Now, for the fun part, let’s put it all into practice. As a refresher we are trying to fit a polynomial to the mono-variable square function. Let’s define some parameters.

```
generations = 300
degrees = 2
variables = 1
```

The `generations`

parameter simply defines the number of times the GA will try and enhance the population. The more the better. Usually, after a certain number of iterations, the GA will get stuck on a local optima and no better offsprings will be produced, this is called a `convergence`

.

Let’s create an initial population and evaluate it a first time.

```
polynomials = Population(degrees, variables)
polynomials.evaluate(lookupTable)
polynomials.sort()
```

Let’s enhance it 100 times.

```
# Iterate through generations
for g in range(generations):
# Enhance the population
polynomials.enhance(lookupTable)
```

And display the best polynomial.

```
polynomials.best[-1].display()
```

```
Polynomial form
---------------
0.010587779398717412 * x0**1 +
0.9804601148158121 * x0**2 +
0.04182274968452471
```

We wanted to find $x^2$ so this is pretty close! However the example was fairly simple, let’s try it with something a tad more complicated.

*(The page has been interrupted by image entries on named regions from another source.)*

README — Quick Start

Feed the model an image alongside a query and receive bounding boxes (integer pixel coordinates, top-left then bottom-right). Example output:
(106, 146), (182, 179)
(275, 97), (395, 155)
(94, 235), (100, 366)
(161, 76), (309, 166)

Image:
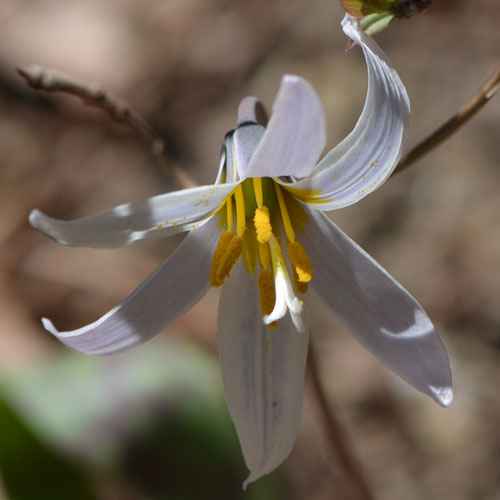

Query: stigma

(210, 177), (313, 332)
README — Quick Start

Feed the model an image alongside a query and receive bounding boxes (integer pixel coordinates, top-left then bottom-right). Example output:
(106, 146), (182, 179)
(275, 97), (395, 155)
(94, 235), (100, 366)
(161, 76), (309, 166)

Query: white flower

(30, 16), (453, 483)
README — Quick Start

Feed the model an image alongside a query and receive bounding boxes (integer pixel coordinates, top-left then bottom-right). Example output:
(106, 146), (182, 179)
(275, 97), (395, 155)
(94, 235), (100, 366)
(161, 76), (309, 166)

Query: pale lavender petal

(292, 16), (410, 210)
(42, 217), (219, 354)
(301, 210), (453, 406)
(246, 75), (326, 177)
(29, 183), (236, 248)
(219, 259), (308, 486)
(238, 96), (268, 127)
(225, 122), (266, 181)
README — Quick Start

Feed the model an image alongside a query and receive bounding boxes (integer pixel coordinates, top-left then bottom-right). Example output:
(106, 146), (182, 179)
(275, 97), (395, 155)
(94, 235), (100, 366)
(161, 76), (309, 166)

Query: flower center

(210, 177), (313, 330)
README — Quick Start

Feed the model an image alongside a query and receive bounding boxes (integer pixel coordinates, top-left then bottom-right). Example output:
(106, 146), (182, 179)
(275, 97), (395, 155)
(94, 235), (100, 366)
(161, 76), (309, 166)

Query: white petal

(301, 210), (453, 406)
(42, 217), (219, 354)
(292, 16), (410, 210)
(29, 183), (236, 248)
(225, 122), (265, 181)
(246, 75), (326, 177)
(219, 259), (308, 486)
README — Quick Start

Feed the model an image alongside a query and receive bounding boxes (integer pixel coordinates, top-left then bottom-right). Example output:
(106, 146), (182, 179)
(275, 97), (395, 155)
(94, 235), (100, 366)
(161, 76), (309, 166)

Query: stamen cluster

(210, 178), (313, 330)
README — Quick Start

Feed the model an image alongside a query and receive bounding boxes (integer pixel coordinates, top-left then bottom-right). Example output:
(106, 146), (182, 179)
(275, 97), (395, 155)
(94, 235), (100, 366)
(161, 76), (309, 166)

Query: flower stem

(307, 338), (375, 500)
(393, 66), (500, 175)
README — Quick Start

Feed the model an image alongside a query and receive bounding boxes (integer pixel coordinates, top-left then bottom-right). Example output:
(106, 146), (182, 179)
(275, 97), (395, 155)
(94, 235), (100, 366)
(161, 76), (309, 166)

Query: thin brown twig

(17, 65), (197, 188)
(393, 66), (500, 175)
(307, 338), (375, 500)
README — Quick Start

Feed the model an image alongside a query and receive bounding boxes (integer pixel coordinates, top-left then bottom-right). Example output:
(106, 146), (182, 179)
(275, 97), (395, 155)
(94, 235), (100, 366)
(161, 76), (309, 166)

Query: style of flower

(30, 16), (453, 483)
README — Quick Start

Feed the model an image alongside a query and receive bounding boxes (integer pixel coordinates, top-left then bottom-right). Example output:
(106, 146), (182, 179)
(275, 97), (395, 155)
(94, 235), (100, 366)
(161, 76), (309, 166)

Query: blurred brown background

(0, 0), (500, 500)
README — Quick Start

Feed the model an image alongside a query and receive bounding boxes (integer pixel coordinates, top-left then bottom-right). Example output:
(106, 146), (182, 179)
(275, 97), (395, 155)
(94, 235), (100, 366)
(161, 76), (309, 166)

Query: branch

(393, 66), (500, 175)
(307, 336), (375, 500)
(17, 66), (197, 188)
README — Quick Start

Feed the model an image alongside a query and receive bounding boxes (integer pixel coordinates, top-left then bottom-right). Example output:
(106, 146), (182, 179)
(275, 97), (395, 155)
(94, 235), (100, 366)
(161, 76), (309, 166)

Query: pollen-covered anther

(293, 268), (309, 294)
(288, 240), (313, 284)
(259, 269), (278, 329)
(210, 231), (243, 287)
(253, 206), (273, 243)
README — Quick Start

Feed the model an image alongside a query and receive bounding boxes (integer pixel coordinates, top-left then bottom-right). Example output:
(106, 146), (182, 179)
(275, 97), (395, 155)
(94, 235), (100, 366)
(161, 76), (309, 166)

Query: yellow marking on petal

(258, 243), (271, 269)
(213, 235), (243, 286)
(259, 269), (278, 329)
(293, 268), (309, 294)
(234, 184), (246, 237)
(274, 182), (295, 241)
(253, 177), (264, 207)
(210, 231), (235, 286)
(288, 240), (313, 283)
(253, 207), (273, 243)
(281, 185), (331, 205)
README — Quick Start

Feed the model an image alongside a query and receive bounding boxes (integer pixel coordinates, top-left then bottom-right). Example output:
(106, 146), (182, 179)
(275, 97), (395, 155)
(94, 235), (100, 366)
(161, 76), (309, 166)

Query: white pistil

(264, 235), (305, 333)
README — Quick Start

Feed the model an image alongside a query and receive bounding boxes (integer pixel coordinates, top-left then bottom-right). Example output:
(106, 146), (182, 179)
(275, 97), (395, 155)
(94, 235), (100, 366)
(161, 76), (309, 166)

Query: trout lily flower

(30, 16), (453, 483)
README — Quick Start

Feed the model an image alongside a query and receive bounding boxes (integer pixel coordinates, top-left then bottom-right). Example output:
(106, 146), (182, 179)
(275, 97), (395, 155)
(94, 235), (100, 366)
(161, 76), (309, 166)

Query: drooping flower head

(30, 16), (453, 483)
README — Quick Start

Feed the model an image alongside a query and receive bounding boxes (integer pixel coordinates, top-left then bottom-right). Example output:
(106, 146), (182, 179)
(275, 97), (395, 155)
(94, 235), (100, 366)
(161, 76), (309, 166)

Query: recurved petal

(246, 75), (326, 177)
(219, 260), (308, 486)
(292, 15), (410, 210)
(29, 183), (237, 248)
(225, 122), (265, 181)
(301, 210), (453, 406)
(42, 217), (222, 354)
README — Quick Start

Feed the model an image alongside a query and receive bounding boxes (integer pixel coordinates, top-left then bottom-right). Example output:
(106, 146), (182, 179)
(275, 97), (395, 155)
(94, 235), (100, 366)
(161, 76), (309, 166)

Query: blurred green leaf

### Applying it to more complicated data

Let’s try to these a polynomial of degree 4 with more complex data.

```
import pandas as pd
import numpy as np
# Create a dataframe
df = pd.DataFrame(np.arange(-2, 2.2, 0.2), columns=['x'])
df['square'] = df['x'] ** 3 + df['x'] ** 2
# Create the lookup table
lookupTable = {}
for i, record in df.iterrows():
key = record['x']
lookupTable[key] = record['square']
# Parameters
generations = 300
degrees = 4
variables = 1
# Initialize a population
polynomials = Population(degrees, variables)
polynomials.evaluate(lookupTable)
polynomials.sort()
# Iterate through generations
for g in range(generations):
# Enhance the population
polynomials.enhance(lookupTable)
polynomials.best[-1].display()
```

As a measure of how well the algorithm did check out the following graph.

Not too shabby!

## Remarks

There is still a lot to be said for this specific use case and many improvements can be made. However I think that the algorithm is not too complicated to put in place and doesn’t require complicated mathematics. The example tries to mimic a more general problem: *interpolation*, a more mathematical approach to curve fitting that gets very messy once the number of points increases. The nice feature of this script is that the user can specify the degree of the polynomial he wants to fit.

The two main ways for improving the algorithm better are

- coding a better mutation.
- implementing different selection methods.

It’s important to understand the philosophy of these algorithms, the idea is that the solutions they spit out will never be the same because they are heuristic in nature.

All the code is available on my GitHub. I added a few more things that were not essential for this tutorial (for example the code for producing plots). You’ll need Python 3 to use it. Also everything is nicely packaged so that you can easily use it for other projects.

Thanks for reading this, I hope you enjoyed it.